Ma purtroppo non abbiamo tempo di pensarci troppo, perché intanto questo mercato, dove la bolla dei prezzi ha creato diversi squilibri, ha iniziato a raffreddarsi, non appena la banche centrali hanno fatto mancare il gas che alimentava l’ebollizione: la moneta a basso costo.

Attenzione: il gas è solo uno degli elementi che alimentano il fuoco. Servono un combustibile e un comburente – nel caso del fuoco è l’ossigeno – a generare una fiamma. E pure se ammettiamo, in omaggio alla costante seduzione di spiegare fenomeni complessi con risposte semplici, che i tassi rasoterra e la liquidità abbondante delle banche centrali siano il gas, rimarrebbe da spiegare quale sia stato il comburente. Cosa ha “ossigenato” la fiammata dei prezzi immobiliari?

Lascio la domanda in sospeso per sobillare il super-esperto che abita in voi, e mi contento di rappresentare i semplici fatti, che sono sicuramente più utili da conoscere. E fra questi seleziono quello fondamentale: la fiamma si è spenta. E in questo raffreddarsi lo scenario dei mercati immobiliari somiglia a quello frastagliato della superficie lunare, pieno di crateri, depressioni, picchi pericolanti.

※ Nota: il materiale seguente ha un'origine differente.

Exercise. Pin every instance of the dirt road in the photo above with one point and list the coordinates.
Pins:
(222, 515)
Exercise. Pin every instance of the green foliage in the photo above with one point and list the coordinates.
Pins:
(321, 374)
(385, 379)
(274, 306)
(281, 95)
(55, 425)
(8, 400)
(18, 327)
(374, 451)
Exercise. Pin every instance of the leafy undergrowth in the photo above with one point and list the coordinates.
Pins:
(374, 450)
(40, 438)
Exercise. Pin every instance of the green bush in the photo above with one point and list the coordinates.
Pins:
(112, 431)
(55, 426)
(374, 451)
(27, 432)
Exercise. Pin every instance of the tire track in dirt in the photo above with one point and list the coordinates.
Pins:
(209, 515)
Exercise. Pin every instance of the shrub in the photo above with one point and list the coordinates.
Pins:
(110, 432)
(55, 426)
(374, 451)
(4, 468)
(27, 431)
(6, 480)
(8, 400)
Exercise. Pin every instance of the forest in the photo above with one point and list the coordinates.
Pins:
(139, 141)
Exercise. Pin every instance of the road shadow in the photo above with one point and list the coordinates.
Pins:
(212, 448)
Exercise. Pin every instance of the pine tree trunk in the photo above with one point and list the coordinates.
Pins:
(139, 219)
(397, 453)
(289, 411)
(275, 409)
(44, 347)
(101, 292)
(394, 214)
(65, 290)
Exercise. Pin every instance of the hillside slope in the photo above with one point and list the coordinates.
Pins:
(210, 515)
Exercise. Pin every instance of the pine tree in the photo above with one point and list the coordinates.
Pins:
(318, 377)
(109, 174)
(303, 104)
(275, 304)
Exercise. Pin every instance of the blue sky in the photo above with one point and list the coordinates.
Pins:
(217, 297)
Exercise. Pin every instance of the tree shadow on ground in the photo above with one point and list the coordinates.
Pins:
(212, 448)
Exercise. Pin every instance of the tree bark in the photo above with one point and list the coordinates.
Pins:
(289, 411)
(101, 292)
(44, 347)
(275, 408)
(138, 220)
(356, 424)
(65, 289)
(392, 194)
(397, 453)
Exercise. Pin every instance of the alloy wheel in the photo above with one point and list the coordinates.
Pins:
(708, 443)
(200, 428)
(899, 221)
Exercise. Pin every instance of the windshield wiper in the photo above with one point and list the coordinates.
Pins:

Come si vede bene dal grafico sopra, diverse grandi economie, europee ed americane, hanno un mercato in allarme rosso, per una serie di ragioni che trovate spiegate nelle note sotto il grafico. Io ve la faccio semplice: gran parte dei debiti che gli agenti economici hanno contratto, partecipando allegramente alla bolla, sono a rischio. E questo ci aiuta a capire perché in queste settimane siano tornate di moda le crisi bancarie, che col mattone superdotato vanno spesso a braccetto.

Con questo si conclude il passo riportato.